Lieutenant Neetsfoot knew what to make of this. The man who was called The Pan on account of his rigid face was driver for several gangsters; Little Joe Ricardo was a sort of assistant gunman who was trying to make the grade with the big mobs. The heat, as Neetsfoot construed it, was put on a union leader named M’Turk, for whose murder Rurik Duncan was tried but acquitted for lack of evidence.
M’Turk was shot down in his own doorway; the street was aroused less by the noise of the shot than by the constant ringing of M’Turk’s doorbell, under which somebody had stuck a toothpick.
But all this had happened at least eight years before Dicky Aldous was born.
“. . . And this I don’t quite get,” said Lieutenant Neetsfoot.
“There is something distinctly peculiar here,” Mr.
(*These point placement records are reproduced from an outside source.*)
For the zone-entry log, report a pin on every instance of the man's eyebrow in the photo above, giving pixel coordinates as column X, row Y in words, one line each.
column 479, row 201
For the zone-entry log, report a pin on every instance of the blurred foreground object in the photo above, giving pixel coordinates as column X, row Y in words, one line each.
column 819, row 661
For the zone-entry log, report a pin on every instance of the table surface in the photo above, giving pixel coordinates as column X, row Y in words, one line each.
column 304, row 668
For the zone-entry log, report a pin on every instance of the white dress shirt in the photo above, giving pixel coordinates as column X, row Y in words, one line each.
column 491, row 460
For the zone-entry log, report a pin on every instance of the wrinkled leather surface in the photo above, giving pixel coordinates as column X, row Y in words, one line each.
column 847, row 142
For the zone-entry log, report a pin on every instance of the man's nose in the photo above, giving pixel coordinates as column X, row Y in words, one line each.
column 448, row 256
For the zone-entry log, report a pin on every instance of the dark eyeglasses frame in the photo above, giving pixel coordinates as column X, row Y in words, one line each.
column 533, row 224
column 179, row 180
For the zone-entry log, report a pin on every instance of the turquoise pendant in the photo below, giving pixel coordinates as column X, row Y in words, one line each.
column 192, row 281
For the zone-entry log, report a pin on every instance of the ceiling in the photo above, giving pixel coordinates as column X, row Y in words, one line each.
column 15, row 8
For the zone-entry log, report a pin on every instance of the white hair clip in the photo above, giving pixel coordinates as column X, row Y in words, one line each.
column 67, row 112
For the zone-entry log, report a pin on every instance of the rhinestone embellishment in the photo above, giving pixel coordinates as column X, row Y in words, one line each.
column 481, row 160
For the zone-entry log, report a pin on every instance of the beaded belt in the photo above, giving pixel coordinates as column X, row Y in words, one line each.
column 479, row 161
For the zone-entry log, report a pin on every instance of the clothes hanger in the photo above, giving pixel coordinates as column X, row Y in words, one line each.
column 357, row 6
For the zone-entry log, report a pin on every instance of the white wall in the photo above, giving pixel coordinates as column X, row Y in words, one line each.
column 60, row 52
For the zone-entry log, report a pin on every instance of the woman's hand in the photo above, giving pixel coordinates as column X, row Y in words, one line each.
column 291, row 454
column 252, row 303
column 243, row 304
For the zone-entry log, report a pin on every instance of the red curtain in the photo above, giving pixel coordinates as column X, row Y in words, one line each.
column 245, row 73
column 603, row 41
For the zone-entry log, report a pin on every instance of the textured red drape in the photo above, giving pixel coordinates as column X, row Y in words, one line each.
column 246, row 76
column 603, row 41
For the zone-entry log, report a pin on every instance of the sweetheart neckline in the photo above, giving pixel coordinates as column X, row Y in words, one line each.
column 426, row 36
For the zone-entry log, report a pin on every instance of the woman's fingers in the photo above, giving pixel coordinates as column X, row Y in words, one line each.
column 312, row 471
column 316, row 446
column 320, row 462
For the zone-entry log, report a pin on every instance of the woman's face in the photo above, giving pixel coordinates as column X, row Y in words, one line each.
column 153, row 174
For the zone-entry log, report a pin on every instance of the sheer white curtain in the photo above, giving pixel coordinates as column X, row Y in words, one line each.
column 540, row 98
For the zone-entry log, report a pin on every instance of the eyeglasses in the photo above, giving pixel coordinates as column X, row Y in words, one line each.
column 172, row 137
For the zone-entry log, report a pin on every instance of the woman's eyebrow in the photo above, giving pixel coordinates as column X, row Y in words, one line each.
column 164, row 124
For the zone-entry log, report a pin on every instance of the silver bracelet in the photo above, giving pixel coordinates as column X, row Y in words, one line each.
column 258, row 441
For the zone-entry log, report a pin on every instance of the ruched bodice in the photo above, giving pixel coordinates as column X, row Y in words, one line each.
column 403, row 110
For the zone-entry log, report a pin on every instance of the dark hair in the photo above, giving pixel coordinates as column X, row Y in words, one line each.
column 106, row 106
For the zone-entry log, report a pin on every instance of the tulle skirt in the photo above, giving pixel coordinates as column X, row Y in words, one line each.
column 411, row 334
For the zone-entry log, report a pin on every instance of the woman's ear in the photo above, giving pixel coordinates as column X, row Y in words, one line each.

Aldous said. “But I won’t have the child bothered.”
“I’m not bothering the child, Mr. Aldous, the child’s bothering me. Heaven’s my judge, I haven’t opened my mouth. Not even to smoke! The kid does all the talking, and Gregory takes it down on the machine. You can believe me when I tell you, there’s something funny here. Your little boy has gone into details about the M’Turk shooting; and this I can’t understand. Tell me, Mr. Aldous, do you remember the details of M’Turk?”